BTW... The Zurich is a good bike. It has a relaxed seat post angle similar to the Mtn. Bike's. Also check out the Klein Quantum (Triple 105 grouppo), and the Specialize Allez Elite (Triple also).
|here's what I did this year....||IAmtnbikr|
Jun 26, 2001 7:51 PM
|I too have ridden mountain bike stuff, and was in the market for a reasonably nice road ride for those days when the trails are too muddy, or for the weekend rides on the pavement. I am 5'8"; 165; with a 30" inseam. My mountain bike frame size is an 18.5" Giant XtC DS1 for comparison. I looked around and read up on what is out there, and settled on a 2001 Raleigh R700 in the 53cm size. My guess is you may fit a 56 or 59, but be SURE to test ride what ever you buy, to be sure of proper fit. The Raleigh is a nice value, with nearly all Ultegra stuff, which is the roadie equal to XT. Only the Dura-Ace is higher up the chain in Shimano's road groups. The bike has nice component on it, but maybe a few changes would help. The bike is fairly stiff, and thus maybe a wheel swap would help, I went to Spinergy Xaero's and they really took the edge off the ride on rough pavement. Also, the OEM bar tape blows, get something else. Read the reviews, see what you like, I got Profile stuff and like it. Retail is $1500, although you can surely get a deal, mine was $1350. I find I enjoy riding the pavement FAR more than I expected! Good luck and have fun on the road too.|
|welcome to the road||bianchi boy|
Jun 26, 2001 8:31 PM
|First and most important piece of advice: Get a good frame fitting done at a bike shop, even if you have to pay for it. You can do it yourself by following directions such as at coloradocyclist.com, but it's easy to screw up. Believe me, I screwed it up and I've been riding road bikes for 25 years. If your bike doesn't fit, it doesn't matter how much money you spend or whether your frame is carbon or ti or steel.

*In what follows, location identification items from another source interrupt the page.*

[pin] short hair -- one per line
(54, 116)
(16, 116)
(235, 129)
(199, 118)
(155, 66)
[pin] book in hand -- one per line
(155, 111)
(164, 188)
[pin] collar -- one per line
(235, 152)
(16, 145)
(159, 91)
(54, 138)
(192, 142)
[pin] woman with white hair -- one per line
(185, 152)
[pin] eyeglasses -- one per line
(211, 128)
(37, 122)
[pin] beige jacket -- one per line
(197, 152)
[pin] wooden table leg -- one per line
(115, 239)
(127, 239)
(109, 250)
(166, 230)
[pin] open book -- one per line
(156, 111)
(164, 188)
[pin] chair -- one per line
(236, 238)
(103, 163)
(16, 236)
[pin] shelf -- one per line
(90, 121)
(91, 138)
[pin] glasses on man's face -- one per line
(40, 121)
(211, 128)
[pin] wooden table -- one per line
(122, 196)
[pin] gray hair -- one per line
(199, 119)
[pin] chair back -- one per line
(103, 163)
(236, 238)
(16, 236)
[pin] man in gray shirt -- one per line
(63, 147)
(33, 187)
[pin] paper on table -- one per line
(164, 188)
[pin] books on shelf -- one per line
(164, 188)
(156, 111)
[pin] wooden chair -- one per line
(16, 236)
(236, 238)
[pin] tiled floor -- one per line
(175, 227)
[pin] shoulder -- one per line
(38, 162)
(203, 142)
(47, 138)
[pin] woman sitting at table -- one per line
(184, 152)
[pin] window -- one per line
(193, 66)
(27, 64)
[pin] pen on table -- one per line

Second, in your price range I would strongly urge you to consider a quality steel frame with either Shimano Ultegra or Campy Daytona or Chorus group. You might be able to afford some of the less expensive ti frames, but I wouldn't skimp on the components to get the most expensive possible frame. Steel is the standard that everything else is compared against. It may be a little heavier, but big deal. Too much is made out of a few pounds or ounces. Comfort and quality of ride are much more important, and I guarantee you that if you start riding some serious miles you will notice the difference between steel and aluminum. I bought a fairly expensive aluminum frame bike last fall and ended up removing all of the components and putting them on my old steel frame I've had for 16 years. It may be heavier, but it rides so much smoother.
Once you've got your frame size nailed down, I would suggest shopping your LBS's to see what they've got in stock and then compare that with what you can find at www.gvhbikes.com. GVH has an incredible selection of quality steel frames. You can buy a topnotch Italian steel frame with Campy Daytona or Ultegra gear for less than $1,500 at GVH, and can easily upgrade to Chorus for less than $2,000.
Another route would be buy a used road bike. The problem what that is you might be tempted to buy something that is the wrong size because the price is right. In most cases, it's probably cheaper in the long run to buy something new because they will install all of the components exactly to your specification -- eg, saddle, stem length, etc. You can spend a lot of money on an "inexpensive" used bike changing components.
|another vote for slicks and mtb...||gromit|
Jun 27, 2001 6:33 AM
|You should buy some cheap slick tyres and put them on the mtb first. Then get out and ride.
When you reach one or more of these points:
- you realise you are only using three of 24 gears
- you want to catch the roadie in front but can't because you've spun out or the bike's too damn heavy
- you feel the need to get more aero, into headwinds or on fast descents
- you want to ride in roadie groups
- you realise you are a bit squirrely at 40+ mph
that's when you need a road bike, otherwise slicks are fine.
You can use the time spent on slicks to save up for a really nice road bike that you won't want to trade in after a year or two.